Australians Simulate Airbus 380 Near Disaster
Published by Julia Volkovah under air safety, airlines on 6:14 AMLast fall, shortly before Qantas Flight 32 gave a hairy, scary ride to 446 people on the Airbus A380, I was invited to tour the Airbus Training Center in Miami, Florida, given a detailed tutorial on the Airbus design and safety philosophy and just for fun - allowed to pilot the A340 simulator.
These high-tech simulators can be programmed to fly any flight when the data has been captured, so we flew USAirways Flight 1549, better known now as the "miracle on the Hudson". This was, at the time, the most famous example in aviation of turning chicken s**t into chicken salad.
Airbus and Chesley Sullenberger may differ over how important the fly-by-wire design was to the successful water landing of the A320 after geese disabled both of the airliner's engines. But the point is that the opportunity to analyze and re-analyze the flight through simulators is beneficial, hindsight being 20/20 and all that.
Photo courtesy ATSB |
Of course, the tan I acquired in Miami was barely fading when USAirways Flight 1549 was eclipsed on November 4, 2010 by the near disaster of Qantas Flight 32, the result of another engine failure, this one endogenous. Within weeks, investigators with the Australian Transport Safety Bureau determined that a burst engine disk on the left inboard engine was the result of a manufacturing defect in the production of the Rolls Royce Trent 900 engine.

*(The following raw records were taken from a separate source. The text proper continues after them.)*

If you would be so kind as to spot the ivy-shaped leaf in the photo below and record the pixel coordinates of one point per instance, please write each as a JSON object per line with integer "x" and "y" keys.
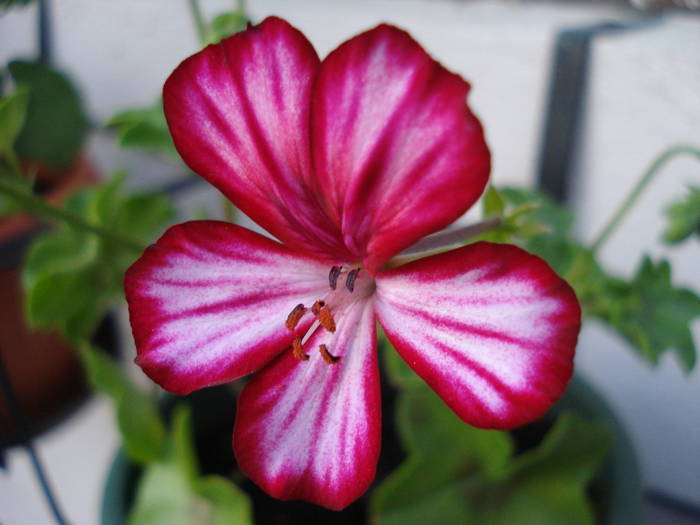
{"x": 144, "y": 129}
{"x": 652, "y": 314}
{"x": 138, "y": 420}
{"x": 55, "y": 124}
{"x": 172, "y": 492}
{"x": 683, "y": 217}
{"x": 64, "y": 263}
{"x": 455, "y": 473}
{"x": 13, "y": 109}
{"x": 227, "y": 24}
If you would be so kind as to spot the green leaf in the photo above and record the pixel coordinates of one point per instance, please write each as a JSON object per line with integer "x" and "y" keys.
{"x": 525, "y": 214}
{"x": 63, "y": 264}
{"x": 683, "y": 217}
{"x": 13, "y": 109}
{"x": 531, "y": 208}
{"x": 140, "y": 426}
{"x": 227, "y": 24}
{"x": 652, "y": 314}
{"x": 442, "y": 450}
{"x": 57, "y": 271}
{"x": 144, "y": 129}
{"x": 20, "y": 184}
{"x": 228, "y": 503}
{"x": 138, "y": 420}
{"x": 171, "y": 491}
{"x": 142, "y": 215}
{"x": 493, "y": 203}
{"x": 546, "y": 485}
{"x": 55, "y": 125}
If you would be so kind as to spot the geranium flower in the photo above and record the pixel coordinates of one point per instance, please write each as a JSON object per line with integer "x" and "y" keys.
{"x": 346, "y": 162}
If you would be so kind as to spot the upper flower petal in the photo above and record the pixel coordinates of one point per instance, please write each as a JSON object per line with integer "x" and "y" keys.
{"x": 491, "y": 328}
{"x": 311, "y": 430}
{"x": 208, "y": 303}
{"x": 239, "y": 115}
{"x": 397, "y": 152}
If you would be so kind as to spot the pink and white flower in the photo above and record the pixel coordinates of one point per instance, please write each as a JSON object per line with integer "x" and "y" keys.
{"x": 347, "y": 162}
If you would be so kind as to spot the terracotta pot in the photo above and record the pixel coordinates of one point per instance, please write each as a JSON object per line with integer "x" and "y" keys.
{"x": 44, "y": 371}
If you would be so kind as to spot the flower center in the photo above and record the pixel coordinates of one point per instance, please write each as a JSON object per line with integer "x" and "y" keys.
{"x": 328, "y": 311}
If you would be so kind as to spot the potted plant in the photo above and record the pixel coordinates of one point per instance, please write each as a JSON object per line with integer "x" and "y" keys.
{"x": 573, "y": 464}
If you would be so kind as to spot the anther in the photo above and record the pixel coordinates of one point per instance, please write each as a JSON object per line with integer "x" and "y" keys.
{"x": 325, "y": 317}
{"x": 298, "y": 350}
{"x": 350, "y": 280}
{"x": 294, "y": 316}
{"x": 333, "y": 276}
{"x": 327, "y": 356}
{"x": 316, "y": 307}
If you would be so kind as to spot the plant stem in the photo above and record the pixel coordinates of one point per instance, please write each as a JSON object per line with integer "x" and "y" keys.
{"x": 653, "y": 169}
{"x": 17, "y": 417}
{"x": 229, "y": 210}
{"x": 199, "y": 23}
{"x": 12, "y": 160}
{"x": 37, "y": 206}
{"x": 445, "y": 239}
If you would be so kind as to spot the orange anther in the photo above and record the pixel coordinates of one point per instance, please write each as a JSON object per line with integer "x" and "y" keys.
{"x": 316, "y": 308}
{"x": 325, "y": 317}
{"x": 298, "y": 350}
{"x": 327, "y": 356}
{"x": 294, "y": 316}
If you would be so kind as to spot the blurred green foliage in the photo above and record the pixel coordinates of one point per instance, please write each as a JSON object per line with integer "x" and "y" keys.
{"x": 455, "y": 473}
{"x": 144, "y": 129}
{"x": 171, "y": 491}
{"x": 683, "y": 217}
{"x": 72, "y": 277}
{"x": 652, "y": 314}
{"x": 55, "y": 124}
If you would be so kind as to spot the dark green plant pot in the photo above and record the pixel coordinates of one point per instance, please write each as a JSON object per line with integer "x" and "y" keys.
{"x": 616, "y": 491}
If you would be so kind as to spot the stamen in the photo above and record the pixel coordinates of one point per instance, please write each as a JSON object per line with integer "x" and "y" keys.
{"x": 298, "y": 350}
{"x": 333, "y": 276}
{"x": 327, "y": 356}
{"x": 294, "y": 316}
{"x": 316, "y": 308}
{"x": 325, "y": 317}
{"x": 350, "y": 280}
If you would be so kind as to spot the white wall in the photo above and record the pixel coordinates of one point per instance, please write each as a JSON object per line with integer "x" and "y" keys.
{"x": 644, "y": 96}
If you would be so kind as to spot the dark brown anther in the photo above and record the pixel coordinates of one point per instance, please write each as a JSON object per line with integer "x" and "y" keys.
{"x": 316, "y": 308}
{"x": 333, "y": 276}
{"x": 350, "y": 280}
{"x": 298, "y": 350}
{"x": 325, "y": 317}
{"x": 294, "y": 316}
{"x": 327, "y": 356}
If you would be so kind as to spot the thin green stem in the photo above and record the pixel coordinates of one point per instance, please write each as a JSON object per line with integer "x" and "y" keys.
{"x": 229, "y": 210}
{"x": 445, "y": 239}
{"x": 37, "y": 206}
{"x": 12, "y": 161}
{"x": 651, "y": 172}
{"x": 199, "y": 23}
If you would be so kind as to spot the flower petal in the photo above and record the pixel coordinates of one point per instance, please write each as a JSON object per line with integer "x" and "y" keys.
{"x": 208, "y": 303}
{"x": 398, "y": 154}
{"x": 239, "y": 115}
{"x": 491, "y": 328}
{"x": 311, "y": 430}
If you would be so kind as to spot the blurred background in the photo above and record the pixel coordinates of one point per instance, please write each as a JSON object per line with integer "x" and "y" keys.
{"x": 640, "y": 93}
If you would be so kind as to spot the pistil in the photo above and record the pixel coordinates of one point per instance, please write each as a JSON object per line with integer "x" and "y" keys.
{"x": 298, "y": 350}
{"x": 295, "y": 316}
{"x": 327, "y": 356}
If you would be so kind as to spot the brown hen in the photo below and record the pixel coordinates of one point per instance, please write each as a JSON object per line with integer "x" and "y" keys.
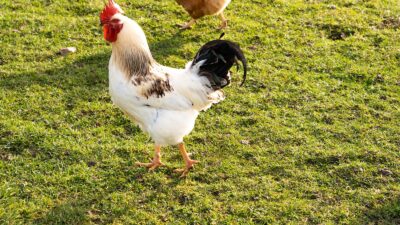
{"x": 200, "y": 8}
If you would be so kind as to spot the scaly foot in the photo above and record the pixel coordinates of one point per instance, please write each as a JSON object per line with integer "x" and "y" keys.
{"x": 184, "y": 171}
{"x": 223, "y": 25}
{"x": 184, "y": 26}
{"x": 152, "y": 166}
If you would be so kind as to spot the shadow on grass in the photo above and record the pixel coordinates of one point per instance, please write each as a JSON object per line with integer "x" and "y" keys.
{"x": 389, "y": 213}
{"x": 68, "y": 213}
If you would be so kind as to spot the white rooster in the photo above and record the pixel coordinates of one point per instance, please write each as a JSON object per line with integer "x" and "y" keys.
{"x": 163, "y": 101}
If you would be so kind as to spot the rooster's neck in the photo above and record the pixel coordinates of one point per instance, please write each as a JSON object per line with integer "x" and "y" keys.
{"x": 131, "y": 51}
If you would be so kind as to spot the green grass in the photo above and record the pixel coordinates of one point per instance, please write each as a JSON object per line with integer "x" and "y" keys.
{"x": 312, "y": 138}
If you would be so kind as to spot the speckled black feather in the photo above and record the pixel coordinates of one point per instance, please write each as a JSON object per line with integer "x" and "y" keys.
{"x": 220, "y": 55}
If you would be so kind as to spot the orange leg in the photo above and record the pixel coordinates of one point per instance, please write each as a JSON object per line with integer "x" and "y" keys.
{"x": 224, "y": 23}
{"x": 156, "y": 162}
{"x": 189, "y": 163}
{"x": 187, "y": 25}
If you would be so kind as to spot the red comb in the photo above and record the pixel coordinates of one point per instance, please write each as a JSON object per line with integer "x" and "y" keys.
{"x": 109, "y": 10}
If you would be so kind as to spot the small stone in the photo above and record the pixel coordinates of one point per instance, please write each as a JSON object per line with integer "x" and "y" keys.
{"x": 385, "y": 172}
{"x": 379, "y": 79}
{"x": 332, "y": 7}
{"x": 66, "y": 51}
{"x": 245, "y": 142}
{"x": 91, "y": 163}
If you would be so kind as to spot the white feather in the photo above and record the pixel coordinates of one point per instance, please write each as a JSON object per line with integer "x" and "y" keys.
{"x": 169, "y": 118}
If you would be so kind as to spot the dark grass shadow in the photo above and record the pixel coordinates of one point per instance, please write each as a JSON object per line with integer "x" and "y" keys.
{"x": 389, "y": 213}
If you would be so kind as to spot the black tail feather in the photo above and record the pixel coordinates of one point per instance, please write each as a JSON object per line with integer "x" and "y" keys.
{"x": 219, "y": 56}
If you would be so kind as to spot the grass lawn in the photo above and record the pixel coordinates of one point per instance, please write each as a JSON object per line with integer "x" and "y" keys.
{"x": 313, "y": 137}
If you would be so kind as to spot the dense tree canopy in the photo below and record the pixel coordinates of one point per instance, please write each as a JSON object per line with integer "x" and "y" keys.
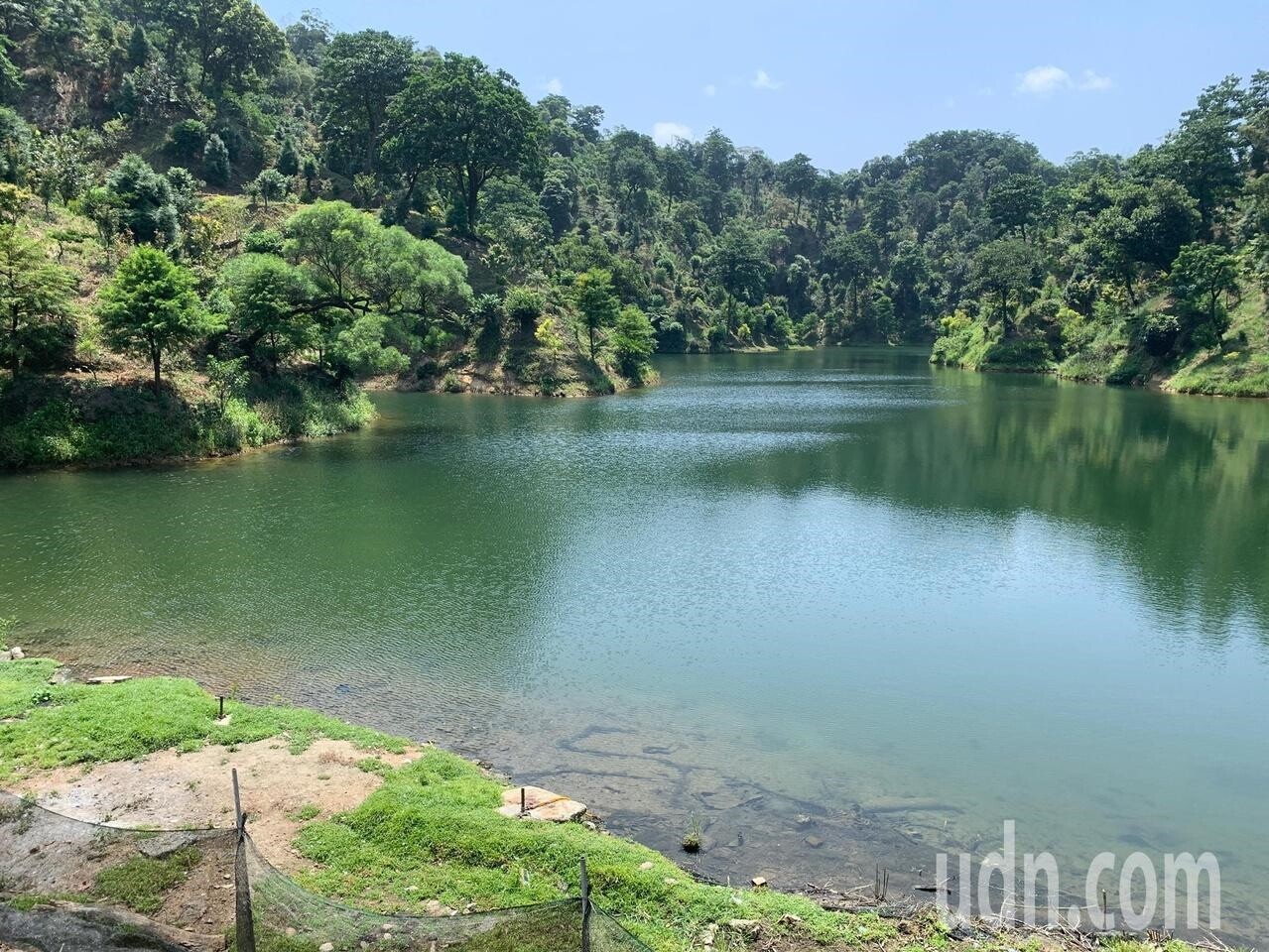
{"x": 401, "y": 201}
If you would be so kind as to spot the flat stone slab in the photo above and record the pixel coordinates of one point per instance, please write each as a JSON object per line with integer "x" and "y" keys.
{"x": 541, "y": 805}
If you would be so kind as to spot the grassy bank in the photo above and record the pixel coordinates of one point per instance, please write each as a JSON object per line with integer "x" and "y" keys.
{"x": 431, "y": 832}
{"x": 1119, "y": 349}
{"x": 78, "y": 419}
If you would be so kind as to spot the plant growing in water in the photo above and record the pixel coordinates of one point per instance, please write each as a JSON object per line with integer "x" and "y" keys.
{"x": 692, "y": 838}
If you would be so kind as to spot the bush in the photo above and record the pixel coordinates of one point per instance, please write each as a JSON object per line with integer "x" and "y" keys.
{"x": 187, "y": 140}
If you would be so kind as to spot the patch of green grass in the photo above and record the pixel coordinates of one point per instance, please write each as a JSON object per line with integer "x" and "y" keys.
{"x": 433, "y": 832}
{"x": 93, "y": 724}
{"x": 27, "y": 901}
{"x": 58, "y": 421}
{"x": 142, "y": 883}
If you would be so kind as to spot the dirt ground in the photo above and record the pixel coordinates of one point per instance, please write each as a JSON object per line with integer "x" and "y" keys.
{"x": 171, "y": 790}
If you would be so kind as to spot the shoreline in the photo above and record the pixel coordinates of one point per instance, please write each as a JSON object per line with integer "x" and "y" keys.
{"x": 135, "y": 771}
{"x": 914, "y": 913}
{"x": 1156, "y": 384}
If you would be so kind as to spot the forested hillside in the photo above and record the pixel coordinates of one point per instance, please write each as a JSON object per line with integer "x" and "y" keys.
{"x": 214, "y": 227}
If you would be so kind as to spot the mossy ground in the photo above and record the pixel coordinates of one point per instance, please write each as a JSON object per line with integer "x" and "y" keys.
{"x": 431, "y": 832}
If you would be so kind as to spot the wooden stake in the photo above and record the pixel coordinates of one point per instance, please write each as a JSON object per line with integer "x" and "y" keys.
{"x": 244, "y": 923}
{"x": 585, "y": 907}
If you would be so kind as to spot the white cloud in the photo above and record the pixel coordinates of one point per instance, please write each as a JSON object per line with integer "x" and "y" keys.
{"x": 1092, "y": 81}
{"x": 763, "y": 80}
{"x": 1046, "y": 80}
{"x": 665, "y": 132}
{"x": 1043, "y": 80}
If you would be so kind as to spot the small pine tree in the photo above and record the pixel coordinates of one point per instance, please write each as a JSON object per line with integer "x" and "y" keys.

So the passengers and flight crews who have or will in the future be traveling on the mammoth A380 - now the world's largest passenger jet - should take comfort in knowing that the ATSB has been flying simulations too.
I've been blogging for a while about how this accident seems to implicate more than the engines, it raises concern about the airplane itself. Capt. Richard de Crespigny, commander of the five man crew (and who now can choose among several media-bestowed nicknames, Capt. Courageous, Capt. Marvel and my personal favorite, Capt. Fantastic) flew the plane in crisis with this help for two hours that day in November. He continues to praise the A380 for holding up while error messages spat out of the flight computer at a startling clip. Still, the overriding question remains; why did so many things go wrong?
In an announcement today, the ATSB promised it is still looking for the answer. By examining the damage to the plane and its systems it hopes "to understand its effect on those systems and the impact on flight safety. That includes their effect on the aircraft's handling and performance and on crew workload."
The airlines that fly the Airbus A380, Lufthansa, Air France, Emirates, Singapore, and soon, others, consistently fly them with two-person crews. Only luck or Providence is responsible for the fact that on the Qantas flight five highly experienced airmen were on the flight deck trying to sort out the problems.
So before the investigators wrap up the Flight 32 investigation, they should be darn sure Qantas Flight 32 isn't written up as a near-disaster, successfully completed by a crew of heroes and an exceptional plane. They should fly the simulator and make sure that this airplane isn't too big and too complicated for two pilots to handle when things go wrong.